Mozambique's incumbent President Filipe Nyusi (pictured) has won 73 per cent of the vote in a presidential election, the National Election Commission (CNE) said, securing a landslide victory in a contest opposition parties say was marred by fraud and violence.
Ossufo Momade, the candidate for the main opposition party and former guerrilla movement Renamo, trailed behind with 21.88 per cent of the vote, Commission Chairman Abdul Carimo said at a news conference yesterday.
During his second five-year term, Mr Nyusi, of the ruling Frelimo party, will be responsible for overseeing a gas boom led by oil giants such as Exxon Mobil Corp and Total, battling an Islamist insurgency and delivering on a peace deal signed two months ago.
It was hoped the October 15 presidential, legislative and provincial poll could set the seal on the fragile deal, designed to put a definitive end to four decades of violence between Frelimo and Renamo, but instead the pact is at risk of falling apart as opposition parties reject the results. Frelimo says the elections were free and fair.
Nyusi was widely expected to triumph, but not by such a large margin. Daviz Simango, of the third-largest party, the Mozambique Democratic Movement, secured just over four per cent of the vote, with less than one per cent going to Mario Albino, who heads up smaller party AMUSI, according to the CNE.
Mr Simango said earlier yesterday that MDM sees the election outcome as "null and void", and demanded an audit of the process that it said was tarnished after electoral administration bodies manipulated the process from the outset.
Renamo has also already rejected the outcome after estimations based on numbers posted outside polling stations predicted a big win for Nyusi and Frelimo.
Nyusi was last week forecast to be heading for a landslide victory.

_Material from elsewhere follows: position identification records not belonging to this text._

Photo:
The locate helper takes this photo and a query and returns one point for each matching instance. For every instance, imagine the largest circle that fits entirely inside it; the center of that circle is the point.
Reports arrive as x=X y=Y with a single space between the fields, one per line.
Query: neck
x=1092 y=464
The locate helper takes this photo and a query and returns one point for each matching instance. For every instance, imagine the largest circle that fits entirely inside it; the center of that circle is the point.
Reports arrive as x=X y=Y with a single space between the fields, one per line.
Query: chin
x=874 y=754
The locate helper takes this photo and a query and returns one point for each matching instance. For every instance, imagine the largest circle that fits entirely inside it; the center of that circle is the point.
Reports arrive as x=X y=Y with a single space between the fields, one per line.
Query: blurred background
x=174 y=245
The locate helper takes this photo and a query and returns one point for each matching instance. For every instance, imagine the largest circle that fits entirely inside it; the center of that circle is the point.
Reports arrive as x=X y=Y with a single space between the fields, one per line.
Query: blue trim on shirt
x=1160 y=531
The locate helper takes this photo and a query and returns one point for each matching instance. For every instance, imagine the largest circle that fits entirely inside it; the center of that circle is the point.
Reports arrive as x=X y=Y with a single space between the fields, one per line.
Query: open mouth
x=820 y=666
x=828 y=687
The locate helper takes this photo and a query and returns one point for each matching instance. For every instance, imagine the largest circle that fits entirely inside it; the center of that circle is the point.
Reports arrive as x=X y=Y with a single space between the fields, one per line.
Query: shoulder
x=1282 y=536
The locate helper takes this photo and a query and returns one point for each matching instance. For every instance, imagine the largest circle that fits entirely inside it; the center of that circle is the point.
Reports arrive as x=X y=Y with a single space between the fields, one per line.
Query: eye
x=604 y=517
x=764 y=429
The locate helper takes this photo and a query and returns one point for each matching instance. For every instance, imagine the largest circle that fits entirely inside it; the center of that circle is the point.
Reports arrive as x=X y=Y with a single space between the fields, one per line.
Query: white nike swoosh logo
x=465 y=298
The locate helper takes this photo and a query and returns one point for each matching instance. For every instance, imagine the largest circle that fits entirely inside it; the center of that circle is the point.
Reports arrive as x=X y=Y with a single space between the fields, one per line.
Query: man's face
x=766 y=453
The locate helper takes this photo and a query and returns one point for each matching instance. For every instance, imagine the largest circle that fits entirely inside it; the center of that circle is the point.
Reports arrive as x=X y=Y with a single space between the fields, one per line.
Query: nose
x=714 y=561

Some polling stations recorded many more votes than registered voters in the October 15 ballot, the Electoral Institute for Sustainable Democracy in Africa (EISA) said.
It said Nyusi would win more than 70 per cent of the vote against 21 per cent for opposition candidate Ossufo Momade, according to data from 2,500 polling stations.
Renamo last week rejected the outcome even before counting was done, decrying problems in the process from voter registration through to counting.
Analysts believe that could threaten the peace accord and in turn the stability of nation on the verge of becoming a global gas exporter.
EISA programme officer Domingos Rosario told a news conference that at many polling stations in seven provinces, the number of votes greatly exceeded the number of voters. He said some observers had been prevented from carrying out their work.
Two-thirds of polling stations had last week been processed, representing just over 36 per cent of the more than 13 million potential ballots from registered voters, according to data on the electoral commission's website.
Alice Nandja, 23, a law student, said definitive results should have been announced by last week, and the numbers were hard to explain.
"We will have to agree with Renamo," she said. "I don't think people are stupid enough to vote for Frelimo that much.
"The election should serve to legitimise the peace agreement, but it seems to have created more division within the Mozambican people," she added.